Establishing A Murine Model Of Muscle Atrophy In Chronic Nerve Compression
Jordan Burgess, B.A.1,2, Zhen Wang, M.D.1,2, James Chang, M.D.1,2, Paige M. Fox, M.D., Ph.D.1,2.
1Veterans Affairs Palo Alto Health Care System, Palo Alto, CA, USA, 2Stanford University School of Medicine, Stanford, CA, USA.
PURPOSE: Chronic compression neuropathies are characterized by progressive demyelination, impaired nerve conduction velocity, and muscle atrophy. Previous studies have established a model of chronic nerve compression (CNC) in mice, however these studies did not investigate changes to the muscle. We aim to establish a mouse model of muscle atrophy in CNC and to determine the mechanism and timing of muscle changes correlated with changes in nerve conduction speed (NCS), compound motor action potential (CMAP) amplitude, nerve myelination, and axonal integrity.
METHODS: CNC was induced by placing a silastic tube around the sciatic nerve with the contralateral limb as an internal control. At 6, 8, and 12 weeks, NCS and CMAP amplitude were assessed, and the gastrocnemius (GN), tibialis anterior (TA), and sciatic nerve were harvested bilaterally. Muscle weight, body weight, muscle fiber size using wheat germ agglutin staining, axon integrity using neurofilament H (NFH) staining, and myelination using myelin protein zero (MPZ) staining were measured. Data are expressed as fold change relative to control. Differences were considered significant at p<0.05.
RESULTS: GN and TA muscle weight were significantly reduced relative to control at 6, 8, and 12 weeks compression. GN muscle weight was significantly reduced 0.89 ± 0.08, 0.82 ± 0.08, and 0.92 ± 0.01 fold at 6, 8 and 12 weeks, respectively. TA muscle weight was significantly reduced 0.95 ± 0.04, 0.80 ± 0.07, and 0.84 ± 0.01 fold at 6, 8 and 12 weeks, respectively. Across time-points, differences in TA muscle weight were significant at p=0.002. In addition, TA muscle fiber cross-sectional area was reduced 0.95 ± 0.15 fold at 6 weeks, 0.77 ± 0.03 fold at 8 weeks, and 0.71 ± 0.09 fold at 12 weeks. Across time-points, differences in TA muscle fiber cross-sectional area were significant at p=0.012.

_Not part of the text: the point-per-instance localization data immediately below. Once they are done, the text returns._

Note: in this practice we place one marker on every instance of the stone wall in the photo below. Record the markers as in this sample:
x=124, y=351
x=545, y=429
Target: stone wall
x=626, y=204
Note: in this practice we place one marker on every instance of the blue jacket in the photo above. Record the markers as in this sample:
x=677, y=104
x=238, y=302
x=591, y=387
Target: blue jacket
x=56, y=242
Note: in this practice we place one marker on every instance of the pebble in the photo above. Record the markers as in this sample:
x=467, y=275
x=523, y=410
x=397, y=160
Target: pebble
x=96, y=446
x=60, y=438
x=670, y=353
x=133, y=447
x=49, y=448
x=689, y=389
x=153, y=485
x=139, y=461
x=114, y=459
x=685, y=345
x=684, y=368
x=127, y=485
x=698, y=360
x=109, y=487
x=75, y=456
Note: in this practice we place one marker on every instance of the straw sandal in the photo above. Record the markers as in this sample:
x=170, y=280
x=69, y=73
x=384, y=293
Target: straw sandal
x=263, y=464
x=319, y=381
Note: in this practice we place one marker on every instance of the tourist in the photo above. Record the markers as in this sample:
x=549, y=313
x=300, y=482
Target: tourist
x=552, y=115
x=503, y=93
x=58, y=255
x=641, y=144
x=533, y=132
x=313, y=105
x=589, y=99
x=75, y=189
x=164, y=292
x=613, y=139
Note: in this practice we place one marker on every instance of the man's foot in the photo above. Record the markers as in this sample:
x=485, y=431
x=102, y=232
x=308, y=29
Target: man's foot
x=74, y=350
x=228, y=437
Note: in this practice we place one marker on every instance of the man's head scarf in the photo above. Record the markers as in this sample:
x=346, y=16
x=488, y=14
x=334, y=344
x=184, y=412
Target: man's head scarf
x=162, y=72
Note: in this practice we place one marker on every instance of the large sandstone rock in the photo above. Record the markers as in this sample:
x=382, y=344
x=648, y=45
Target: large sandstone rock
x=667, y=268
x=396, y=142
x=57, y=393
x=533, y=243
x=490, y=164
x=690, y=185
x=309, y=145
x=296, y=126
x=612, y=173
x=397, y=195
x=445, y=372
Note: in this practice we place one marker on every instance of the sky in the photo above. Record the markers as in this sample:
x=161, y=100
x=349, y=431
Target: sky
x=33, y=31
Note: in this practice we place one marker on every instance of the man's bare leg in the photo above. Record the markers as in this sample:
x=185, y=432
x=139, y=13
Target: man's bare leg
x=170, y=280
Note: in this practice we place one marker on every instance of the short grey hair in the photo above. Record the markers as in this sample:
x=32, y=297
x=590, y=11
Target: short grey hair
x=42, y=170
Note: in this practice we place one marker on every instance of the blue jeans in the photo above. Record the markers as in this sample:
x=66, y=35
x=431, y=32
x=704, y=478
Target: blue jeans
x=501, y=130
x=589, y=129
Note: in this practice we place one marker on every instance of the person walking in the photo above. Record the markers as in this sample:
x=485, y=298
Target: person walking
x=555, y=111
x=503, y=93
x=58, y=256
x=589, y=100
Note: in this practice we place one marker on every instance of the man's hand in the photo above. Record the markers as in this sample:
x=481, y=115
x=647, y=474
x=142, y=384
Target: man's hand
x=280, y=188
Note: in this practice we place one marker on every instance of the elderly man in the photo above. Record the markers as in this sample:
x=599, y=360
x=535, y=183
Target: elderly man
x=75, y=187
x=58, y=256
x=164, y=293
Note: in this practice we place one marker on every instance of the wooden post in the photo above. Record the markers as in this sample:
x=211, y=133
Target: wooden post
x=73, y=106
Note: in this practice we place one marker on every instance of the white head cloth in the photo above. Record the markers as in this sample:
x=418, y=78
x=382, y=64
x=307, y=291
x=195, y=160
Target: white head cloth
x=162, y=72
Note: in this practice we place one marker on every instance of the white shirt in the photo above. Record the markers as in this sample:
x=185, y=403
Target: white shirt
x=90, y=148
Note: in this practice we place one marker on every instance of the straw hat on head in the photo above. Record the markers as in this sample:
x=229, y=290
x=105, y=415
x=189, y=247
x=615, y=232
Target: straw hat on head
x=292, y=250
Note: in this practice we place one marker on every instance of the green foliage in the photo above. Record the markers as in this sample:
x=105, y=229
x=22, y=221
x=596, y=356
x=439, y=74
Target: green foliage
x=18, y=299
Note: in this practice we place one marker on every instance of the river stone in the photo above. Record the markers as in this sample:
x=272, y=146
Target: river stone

Nerve conduction speed and CMAP amplitude were also reduced relative to control. Nerve conduction speed was reduced 0.74 ± 0.15, 0.71 ± 0.07, and 0.84 ± 0.09 fold at 6, 8 and 12 weeks, respectively. Results were significant at 6 and 8 weeks. CMAP amplitude was reduced 0.88 ± 0.26, 0.73 ± 0.16, and 0.56 ± 0.16 fold at 6, 8 and 12 weeks, respectively. Results were significant at 8 and 12 weeks.
Lastly, NFH fluorescence intensity was reduced 0.43 ± 0.14, and 0.63 ± 0.09 fold at 8 and 12 weeks, respectively. MPZ fluorescence intensity was reduced 0.37 ± 0.09, and 0.37 ± 0.10 fold at 8 and 12 weeks, respectively. Data are summarized in Table 1.
CONCLUSION: The murine model of CNC demonstrates reduced muscle weight and decreased muscle fiber size over time relative to control. Muscle atrophy correlates with slower nerve conduction velocity, reduced axon integrity, and demyelination. These findings establish a mouse model of muscle atrophy in CNC that will allow us to determine the mechanism of muscle atrophy and develop new therapies for compression neuropathies.